The former Austin High School took another step closer, Tuesday, to finding out its future as part of the city’s Renaissance 2010 school restructuring plan.
Austin TAC (Transition Advisory Council) members recommended the Austin Business and Entrepreneur Academy as one of the three small schools for the Austin campus at 231 N. Pine.
The academy’s design team includes Rev. Lewis Flowers, CEO of the Westside Ministers Coalition, and Malcolm Crawford, owner of African Accents, director of the Austin African American Business Network, and a monthly Austin Weekly News columnist.
The academy’s curriculum will include a combination of core-taught subjects?”math, science and language?”and instruction will involve business development and planning.
“We look at business as a viable alternative to what’s happening in our community,” said Crawford. “We have a very vested interest in Austin. As African-American businesses, we need help, and where will we get that help? We need to get it from people in this community.”
TAC members met Tuesday night with members of the high school’s Local School Council (LSC).
The TAC will next submit their recommendation to Chicago Public Schools CEO Arne Duncan, who, along with the Chicago Board of Education will make the final decision on the entrepreneur academy and the other proposed schools by early next year. The new schools for the Austin campus are scheduled to start classes by fall 2006.
TAC members rejected two other proposed schools: The Metropolitan Academy of Science Charter School and the Austin Polytechnical Academy, a manufacturing-training school.
Members said their objections to the others were based on concerns ranging from the individual school’s budget, curriculum, and administrative hierarchy. TAC members met with the school’s design team following Tuesday’s LSC meeting.
The entrepreneurial academy will run as a contract school. Other Renaissance 2010 schools, including the Al Raby School on the former Flower High School campus, 3545 W. Fulton Blvd. and the Little Village High School in South Lawndale are either charter or performance schools.
A third party manages contract schools, which have entered into a contract with CPS to operate the school under Renaissance 2010 guidelines. A total of 10 new schools opened in Chicago this year, including nine high schools and eight elementary schools.

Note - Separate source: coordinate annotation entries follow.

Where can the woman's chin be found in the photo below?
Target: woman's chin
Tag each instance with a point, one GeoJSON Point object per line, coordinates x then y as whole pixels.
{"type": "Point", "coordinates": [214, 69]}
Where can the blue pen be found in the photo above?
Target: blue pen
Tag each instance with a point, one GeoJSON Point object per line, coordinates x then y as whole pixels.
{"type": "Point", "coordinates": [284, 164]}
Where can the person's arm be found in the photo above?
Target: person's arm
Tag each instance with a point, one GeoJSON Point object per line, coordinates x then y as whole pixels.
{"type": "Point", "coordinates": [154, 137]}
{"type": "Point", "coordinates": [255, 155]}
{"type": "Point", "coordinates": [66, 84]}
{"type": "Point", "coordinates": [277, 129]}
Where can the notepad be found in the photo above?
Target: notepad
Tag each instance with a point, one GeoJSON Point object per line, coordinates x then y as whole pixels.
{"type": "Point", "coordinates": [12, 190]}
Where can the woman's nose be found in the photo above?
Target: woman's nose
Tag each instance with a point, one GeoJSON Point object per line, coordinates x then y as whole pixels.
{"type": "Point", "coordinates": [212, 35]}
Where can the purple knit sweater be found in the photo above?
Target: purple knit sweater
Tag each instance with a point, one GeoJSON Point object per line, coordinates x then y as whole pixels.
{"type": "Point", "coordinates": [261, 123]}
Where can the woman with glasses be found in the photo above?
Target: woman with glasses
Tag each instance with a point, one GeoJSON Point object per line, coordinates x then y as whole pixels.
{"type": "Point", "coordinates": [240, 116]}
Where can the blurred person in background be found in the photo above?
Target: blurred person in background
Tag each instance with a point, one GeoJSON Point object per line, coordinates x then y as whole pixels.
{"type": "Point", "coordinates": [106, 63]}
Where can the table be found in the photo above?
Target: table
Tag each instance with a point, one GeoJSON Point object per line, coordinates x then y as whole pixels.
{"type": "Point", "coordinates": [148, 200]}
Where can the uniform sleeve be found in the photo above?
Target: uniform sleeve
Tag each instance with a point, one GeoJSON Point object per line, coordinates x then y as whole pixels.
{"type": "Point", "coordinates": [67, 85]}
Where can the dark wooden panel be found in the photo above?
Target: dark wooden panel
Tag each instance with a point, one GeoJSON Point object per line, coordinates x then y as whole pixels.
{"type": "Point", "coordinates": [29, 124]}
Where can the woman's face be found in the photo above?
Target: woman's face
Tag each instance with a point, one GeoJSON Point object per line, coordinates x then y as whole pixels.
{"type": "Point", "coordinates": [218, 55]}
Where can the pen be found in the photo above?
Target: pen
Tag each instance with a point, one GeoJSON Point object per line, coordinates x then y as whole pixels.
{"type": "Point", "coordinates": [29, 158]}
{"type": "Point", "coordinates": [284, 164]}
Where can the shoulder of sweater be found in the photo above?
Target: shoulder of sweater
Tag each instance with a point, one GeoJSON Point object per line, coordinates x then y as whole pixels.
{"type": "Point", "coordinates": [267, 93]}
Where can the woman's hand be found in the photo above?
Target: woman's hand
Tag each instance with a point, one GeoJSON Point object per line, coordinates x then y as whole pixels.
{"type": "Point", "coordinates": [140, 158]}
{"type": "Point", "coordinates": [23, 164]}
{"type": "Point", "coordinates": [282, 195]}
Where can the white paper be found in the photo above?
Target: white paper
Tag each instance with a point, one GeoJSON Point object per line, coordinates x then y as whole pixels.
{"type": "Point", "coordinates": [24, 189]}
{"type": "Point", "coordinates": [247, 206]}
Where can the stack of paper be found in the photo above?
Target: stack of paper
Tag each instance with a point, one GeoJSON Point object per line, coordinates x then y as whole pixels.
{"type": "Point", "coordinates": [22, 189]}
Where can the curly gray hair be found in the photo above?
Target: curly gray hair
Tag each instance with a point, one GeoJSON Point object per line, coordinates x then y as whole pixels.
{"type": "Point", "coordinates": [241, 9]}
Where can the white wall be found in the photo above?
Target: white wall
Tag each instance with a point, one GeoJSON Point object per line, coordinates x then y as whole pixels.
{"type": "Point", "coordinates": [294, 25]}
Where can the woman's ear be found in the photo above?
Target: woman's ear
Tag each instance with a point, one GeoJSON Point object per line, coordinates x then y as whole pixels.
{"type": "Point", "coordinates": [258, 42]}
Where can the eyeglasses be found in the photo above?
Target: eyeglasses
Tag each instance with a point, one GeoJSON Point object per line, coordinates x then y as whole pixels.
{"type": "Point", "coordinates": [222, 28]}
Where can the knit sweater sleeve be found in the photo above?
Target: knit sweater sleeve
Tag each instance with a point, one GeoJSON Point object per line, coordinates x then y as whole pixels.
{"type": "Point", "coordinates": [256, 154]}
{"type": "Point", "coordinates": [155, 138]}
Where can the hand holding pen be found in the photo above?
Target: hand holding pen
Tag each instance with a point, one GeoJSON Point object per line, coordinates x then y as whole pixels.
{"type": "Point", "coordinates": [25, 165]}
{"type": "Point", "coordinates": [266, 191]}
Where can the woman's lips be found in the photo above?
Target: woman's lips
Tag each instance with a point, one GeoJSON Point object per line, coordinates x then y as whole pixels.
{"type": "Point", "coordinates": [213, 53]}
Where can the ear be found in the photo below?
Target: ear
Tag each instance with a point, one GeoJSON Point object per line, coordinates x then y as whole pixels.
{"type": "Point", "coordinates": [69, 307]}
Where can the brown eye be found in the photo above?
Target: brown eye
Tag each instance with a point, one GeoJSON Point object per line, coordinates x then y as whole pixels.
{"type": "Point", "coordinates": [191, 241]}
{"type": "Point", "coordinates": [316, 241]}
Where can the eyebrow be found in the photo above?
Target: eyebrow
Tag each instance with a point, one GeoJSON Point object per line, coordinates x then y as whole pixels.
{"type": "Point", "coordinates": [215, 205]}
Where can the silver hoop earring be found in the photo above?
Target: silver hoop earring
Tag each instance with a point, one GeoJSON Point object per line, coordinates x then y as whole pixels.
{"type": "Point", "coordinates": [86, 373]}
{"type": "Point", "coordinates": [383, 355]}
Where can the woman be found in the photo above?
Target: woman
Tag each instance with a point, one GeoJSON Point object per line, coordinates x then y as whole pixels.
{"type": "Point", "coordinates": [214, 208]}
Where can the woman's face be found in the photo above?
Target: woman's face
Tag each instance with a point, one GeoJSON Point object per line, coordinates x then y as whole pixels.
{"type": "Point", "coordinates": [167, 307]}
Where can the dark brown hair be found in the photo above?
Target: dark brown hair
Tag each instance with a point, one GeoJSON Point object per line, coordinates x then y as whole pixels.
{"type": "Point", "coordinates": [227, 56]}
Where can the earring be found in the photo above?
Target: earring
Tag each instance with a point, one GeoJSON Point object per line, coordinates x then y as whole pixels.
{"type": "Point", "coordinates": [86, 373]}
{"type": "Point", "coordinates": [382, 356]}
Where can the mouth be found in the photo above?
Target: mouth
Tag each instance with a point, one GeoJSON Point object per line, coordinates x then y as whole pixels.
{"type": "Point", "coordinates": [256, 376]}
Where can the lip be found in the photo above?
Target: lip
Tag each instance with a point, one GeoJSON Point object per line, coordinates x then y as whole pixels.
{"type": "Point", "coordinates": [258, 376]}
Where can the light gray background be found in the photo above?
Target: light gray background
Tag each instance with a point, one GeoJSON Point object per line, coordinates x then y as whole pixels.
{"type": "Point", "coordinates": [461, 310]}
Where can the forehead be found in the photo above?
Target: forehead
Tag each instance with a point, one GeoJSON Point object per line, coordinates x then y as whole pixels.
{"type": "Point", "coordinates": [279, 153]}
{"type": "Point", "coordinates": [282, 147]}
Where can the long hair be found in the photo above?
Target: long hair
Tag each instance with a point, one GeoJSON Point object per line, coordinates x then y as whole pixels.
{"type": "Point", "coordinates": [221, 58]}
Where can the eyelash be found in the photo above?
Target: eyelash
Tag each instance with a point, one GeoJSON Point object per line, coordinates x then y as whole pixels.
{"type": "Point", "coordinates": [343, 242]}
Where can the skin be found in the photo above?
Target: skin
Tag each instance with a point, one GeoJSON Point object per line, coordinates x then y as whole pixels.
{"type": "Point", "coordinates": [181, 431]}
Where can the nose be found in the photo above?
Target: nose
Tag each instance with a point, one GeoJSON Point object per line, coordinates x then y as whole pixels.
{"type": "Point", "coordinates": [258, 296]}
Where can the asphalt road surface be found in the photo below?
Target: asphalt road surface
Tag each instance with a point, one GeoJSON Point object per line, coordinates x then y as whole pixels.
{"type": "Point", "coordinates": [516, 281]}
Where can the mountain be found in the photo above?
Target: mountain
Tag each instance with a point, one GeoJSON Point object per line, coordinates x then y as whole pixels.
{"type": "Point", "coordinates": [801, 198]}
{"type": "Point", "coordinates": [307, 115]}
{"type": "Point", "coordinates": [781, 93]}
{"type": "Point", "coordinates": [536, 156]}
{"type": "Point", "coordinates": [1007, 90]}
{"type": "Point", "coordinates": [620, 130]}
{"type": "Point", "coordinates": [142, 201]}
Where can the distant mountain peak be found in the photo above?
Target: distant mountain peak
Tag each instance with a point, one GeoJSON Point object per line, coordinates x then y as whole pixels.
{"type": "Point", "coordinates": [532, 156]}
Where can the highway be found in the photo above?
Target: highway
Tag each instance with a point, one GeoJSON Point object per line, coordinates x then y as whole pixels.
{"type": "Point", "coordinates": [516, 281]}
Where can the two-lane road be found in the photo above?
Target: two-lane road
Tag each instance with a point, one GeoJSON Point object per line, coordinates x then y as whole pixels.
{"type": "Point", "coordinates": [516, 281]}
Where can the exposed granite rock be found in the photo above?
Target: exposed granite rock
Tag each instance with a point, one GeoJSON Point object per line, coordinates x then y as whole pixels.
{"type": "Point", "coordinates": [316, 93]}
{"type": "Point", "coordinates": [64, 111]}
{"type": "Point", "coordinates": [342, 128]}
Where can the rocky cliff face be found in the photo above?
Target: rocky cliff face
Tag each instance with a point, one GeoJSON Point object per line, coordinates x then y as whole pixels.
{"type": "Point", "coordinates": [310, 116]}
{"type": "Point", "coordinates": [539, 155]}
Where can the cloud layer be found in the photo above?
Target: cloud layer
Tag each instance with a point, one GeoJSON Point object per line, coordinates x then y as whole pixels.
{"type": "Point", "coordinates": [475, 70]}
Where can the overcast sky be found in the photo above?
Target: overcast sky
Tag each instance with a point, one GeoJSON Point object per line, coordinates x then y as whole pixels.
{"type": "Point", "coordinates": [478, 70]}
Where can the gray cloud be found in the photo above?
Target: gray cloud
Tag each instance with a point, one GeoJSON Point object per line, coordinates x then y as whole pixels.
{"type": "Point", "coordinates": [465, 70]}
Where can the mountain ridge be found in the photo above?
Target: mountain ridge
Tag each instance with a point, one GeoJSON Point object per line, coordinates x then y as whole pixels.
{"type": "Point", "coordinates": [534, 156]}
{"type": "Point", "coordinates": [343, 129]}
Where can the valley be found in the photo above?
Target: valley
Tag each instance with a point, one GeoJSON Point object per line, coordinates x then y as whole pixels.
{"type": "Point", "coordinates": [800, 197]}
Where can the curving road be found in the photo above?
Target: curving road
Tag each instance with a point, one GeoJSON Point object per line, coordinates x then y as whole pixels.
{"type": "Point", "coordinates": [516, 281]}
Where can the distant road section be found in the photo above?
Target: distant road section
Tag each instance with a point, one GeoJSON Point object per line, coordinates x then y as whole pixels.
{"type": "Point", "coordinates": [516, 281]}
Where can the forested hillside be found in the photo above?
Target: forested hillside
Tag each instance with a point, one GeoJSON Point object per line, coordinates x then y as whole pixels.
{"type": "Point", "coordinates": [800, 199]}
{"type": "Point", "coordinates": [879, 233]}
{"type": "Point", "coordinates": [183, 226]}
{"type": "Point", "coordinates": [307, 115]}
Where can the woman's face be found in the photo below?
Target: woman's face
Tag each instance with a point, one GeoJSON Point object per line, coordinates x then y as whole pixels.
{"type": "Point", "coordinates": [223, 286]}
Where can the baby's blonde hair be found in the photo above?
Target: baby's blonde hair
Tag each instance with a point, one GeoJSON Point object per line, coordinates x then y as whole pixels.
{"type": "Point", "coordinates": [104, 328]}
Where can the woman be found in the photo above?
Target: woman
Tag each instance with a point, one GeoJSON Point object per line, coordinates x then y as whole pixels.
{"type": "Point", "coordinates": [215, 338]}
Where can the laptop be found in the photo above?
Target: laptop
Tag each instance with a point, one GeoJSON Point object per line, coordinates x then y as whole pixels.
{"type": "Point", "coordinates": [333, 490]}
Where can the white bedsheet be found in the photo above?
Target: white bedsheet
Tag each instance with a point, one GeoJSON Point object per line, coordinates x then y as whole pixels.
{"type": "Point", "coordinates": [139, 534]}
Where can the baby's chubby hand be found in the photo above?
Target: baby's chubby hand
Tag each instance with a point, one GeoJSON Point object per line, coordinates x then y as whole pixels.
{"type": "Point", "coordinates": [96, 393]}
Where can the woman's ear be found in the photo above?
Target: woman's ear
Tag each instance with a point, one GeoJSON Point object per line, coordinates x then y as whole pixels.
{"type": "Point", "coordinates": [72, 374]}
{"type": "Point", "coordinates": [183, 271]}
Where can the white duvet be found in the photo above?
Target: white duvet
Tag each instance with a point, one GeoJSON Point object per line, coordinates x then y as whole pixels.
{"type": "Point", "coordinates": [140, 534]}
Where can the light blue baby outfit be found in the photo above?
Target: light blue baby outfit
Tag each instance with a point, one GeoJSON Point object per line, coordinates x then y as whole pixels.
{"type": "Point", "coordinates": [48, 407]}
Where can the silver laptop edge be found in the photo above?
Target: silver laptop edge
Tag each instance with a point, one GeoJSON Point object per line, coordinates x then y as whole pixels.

The Austin TAC team still has to make recommendations on two additional schools for the high school campus. Meetings began last September.
“We’re not done. We still have more work to be done in the days ahead,” said Austin TAC member the Rev. Walter Jones.
The two specialty schools for science and manufacturing technology presented their proposals TAC members and the community in October. The former Austin Community Academy High School was among the schools slated for closure under Mayor Daley’s Renaissance 2010 initiative. This is the last year in which it will operate as a single, large school.
Poor performance resulted in the school’s splintering into several smaller schools. Renaissance 2010 calls for the creation of 100 new schools citywide, many of which have opened in existing school buildings.
Austin TAC members acknowledged the need for business development in Austin as one of the decisions in choosing the entrepreneurial academy.
Crawford said the 7-member design team is 90 percent optimistic that CPS will choose them for Austin.
“We’re excited that we can do something for our children because we think it’s long overdue,” he said. “I understand churches’ [involvement], I understand the social services, but more than that I understand business. And I see it as an alternative. To have young African-Americans trained and ready [will allow] our businesses to do well; so that’s the concept.”